Most of the time these groups exist because there is not, overall, a safe place for these conversations to happen in the real world. People in these groups generally have a lot to talk about when it comes to the discrimination and micro-aggressions they face on the regular from every part of their lives. Men, especially straight, white men, don’t have these problems on anywhere near the same scale. They just don’t. They have all the rights, all the power, and are never interrupted, belittled, or dismissed. In fact, just asking most men to listen is misinterpreted as telling them to “shut up,” as the men’s rights groups seem to believe. That’s how unaccustomed they are to being quieted.

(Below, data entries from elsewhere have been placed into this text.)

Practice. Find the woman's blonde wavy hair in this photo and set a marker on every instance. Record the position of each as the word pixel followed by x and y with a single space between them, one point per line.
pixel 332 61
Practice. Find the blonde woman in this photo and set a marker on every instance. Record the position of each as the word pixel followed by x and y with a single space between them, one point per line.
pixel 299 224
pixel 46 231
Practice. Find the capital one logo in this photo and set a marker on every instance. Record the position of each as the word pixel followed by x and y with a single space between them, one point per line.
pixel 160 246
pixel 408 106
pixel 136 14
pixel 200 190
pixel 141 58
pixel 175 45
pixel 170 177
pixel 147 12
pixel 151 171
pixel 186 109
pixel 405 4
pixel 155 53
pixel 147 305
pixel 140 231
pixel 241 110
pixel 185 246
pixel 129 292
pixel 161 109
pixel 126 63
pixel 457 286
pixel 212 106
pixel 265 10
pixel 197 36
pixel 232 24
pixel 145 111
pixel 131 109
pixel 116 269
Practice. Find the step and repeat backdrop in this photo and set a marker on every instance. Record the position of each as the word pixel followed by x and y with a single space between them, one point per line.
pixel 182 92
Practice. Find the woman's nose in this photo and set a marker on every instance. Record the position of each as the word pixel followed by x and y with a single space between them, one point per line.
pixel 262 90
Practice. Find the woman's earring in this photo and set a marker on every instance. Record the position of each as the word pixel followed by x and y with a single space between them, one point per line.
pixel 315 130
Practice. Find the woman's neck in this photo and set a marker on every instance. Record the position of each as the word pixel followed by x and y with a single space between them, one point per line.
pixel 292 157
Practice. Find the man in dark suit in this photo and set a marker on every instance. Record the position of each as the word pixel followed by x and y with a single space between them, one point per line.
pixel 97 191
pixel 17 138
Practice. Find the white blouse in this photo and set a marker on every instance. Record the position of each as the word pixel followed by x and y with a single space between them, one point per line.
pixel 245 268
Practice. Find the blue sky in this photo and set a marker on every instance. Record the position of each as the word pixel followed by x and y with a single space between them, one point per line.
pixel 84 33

In India, women’s only subway cars exist because men so frequently assault women while riding in mixed-gender cars. Given the amount of violence perpetrated by men toward women, maybe barring men from entering a movie theater or comedy show is like not allowing a kid to enter a porn video store. To so many women, men are actually dangerous. We’re not making this up. Men can turn having fun into a scary experience, like being groped on a club’s dance floor. Is it so hard to understand that women want spaces that offer respite from that possibility?
Maybe these dudes should stop trying to infiltrate women’s safe spaces to prove that feminists are *so mean* and should form their own groups to figure out why we need these safe spaces to begin with. (Then again, we already know what happens when a bunch of butthurt men get together.) Considering the very real fear and discomfort that women experience every day in mixed company, maybe men should stop whining that they’re not invited to the party. Their “problems” are not problems. Or hey, they can come in, fine, but they have to at least try to respect what’s going on in the room. If they can’t do that, they’ll just have to be escorted out. That’s not against the law.